Sejarah Masjid Al Abror dan Peran Pentingnya dalam Pembentukan Kabupaten Sidoarjo
SIDOARJO – Masjid Al Abror yang berada di Kampung Kauman, Kecamatan Sidoarjo, memiliki peran penting dalam sejarah perkembangan Islam di daerah ini.
Lokasinya kini berada di samping belakang pertokoan Matahari Gajahmada, namun secara visual masjid ini menampilkan kesan megah dengan warna hijau dan kuning yang mencolok.
Kabupaten Sidoarjo sering disebut sebagai kota religi karena sejarah panjangnya terkait penyebaran agama Islam, bahkan sejak masa penjajahan Hindia-Belanda.
Salah satu titik awal penyebaran Islam di wilayah ini adalah melalui keberadaan Masjid Al Abror. Dalam beberapa sumber sejarah, dikatakan bahwa masuknya Islam ke Sidoarjo dimulai dari masjid ini yang berada di Jalan Gajahmada.
Masjid Al Abror memiliki sejarah yang cukup menarik. Dari informasi yang diperoleh, masjid ini dulunya merupakan masjid tiban, yaitu sebuah bangunan yang hanya memiliki kerangka pondasi tanpa struktur bangunan. Pemugaran terakhir dilakukan pada tahun 2007, sementara berdirinya masjid ini telah tercatat sejak tahun 1678.
Menurut Solihuddin, salah satu pengurus masjid, pembangunan masjid ini tidak lepas dari peran empat orang yang kini makamnya berada di depan masjid. Salah satunya adalah Mbah Mulyadi, seorang tokoh yang berasal dari Jawa Tengah.
Ia datang ke kampung Kauman setelah mengalami pemberontakan Trunojoyo. Di tempat inilah ia menemukan pondasi masjid yang kemudian dibangun bersama tiga orang lainnya, yakni Mbah Badriyah, Mbah Sayid Salim, dan Mbah Musa.
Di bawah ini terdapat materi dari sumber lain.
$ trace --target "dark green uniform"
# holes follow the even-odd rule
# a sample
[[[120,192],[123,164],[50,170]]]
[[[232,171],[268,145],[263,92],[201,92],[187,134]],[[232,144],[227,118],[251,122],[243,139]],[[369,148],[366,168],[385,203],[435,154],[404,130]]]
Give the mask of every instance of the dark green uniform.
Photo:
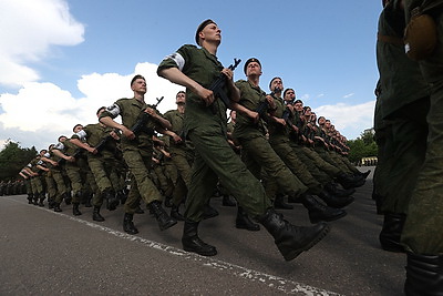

Masjid Al Abror juga memiliki hubungan erat dengan sejarah pembentukan Kabupaten Sidoarjo. Awalnya, wilayah ini bernama Kadipaten Sidokare. Masjid yang terletak di sebelah timur Sungai Jetis ini pernah mengalami pemugaran pada tahun 1859 oleh Bupati Pertama Sidokare, R Notopuro (RTP Tjokronegoro).
Meski beberapa kali mengalami renovasi, bagian yang masih utuh hanyalah gerbang utara yang bentuknya tetap dipertahankan. Meskipun atap kubah masjid kini lebih megah, pintu gerbang di sebelah utara tetap menjadi ciri khas yang tidak pernah berubah.
Secara umum, Masjid Al Abror menempati lahan seluas 700 meter persegi dengan konsep budaya Jawa yang kental. Hal ini terlihat dari tiga atap yang menjadi simbol iman, ikhsan, dan Islam. Di bagian barat masjid, terdapat makam para pendiri yang sering dikunjungi oleh peziarah.
Salah satu tradisi yang tetap dilestarikan hingga saat ini adalah ngaji kitab kuning yang rutin dilaksanakan setiap hari selepas shalat Maghrib. Tradisi ini menjadi bukti bahwa Masjid Al Abror tidak hanya menjadi tempat ibadah, tetapi juga pusat aktivitas keagamaan dan budaya masyarakat sekitar.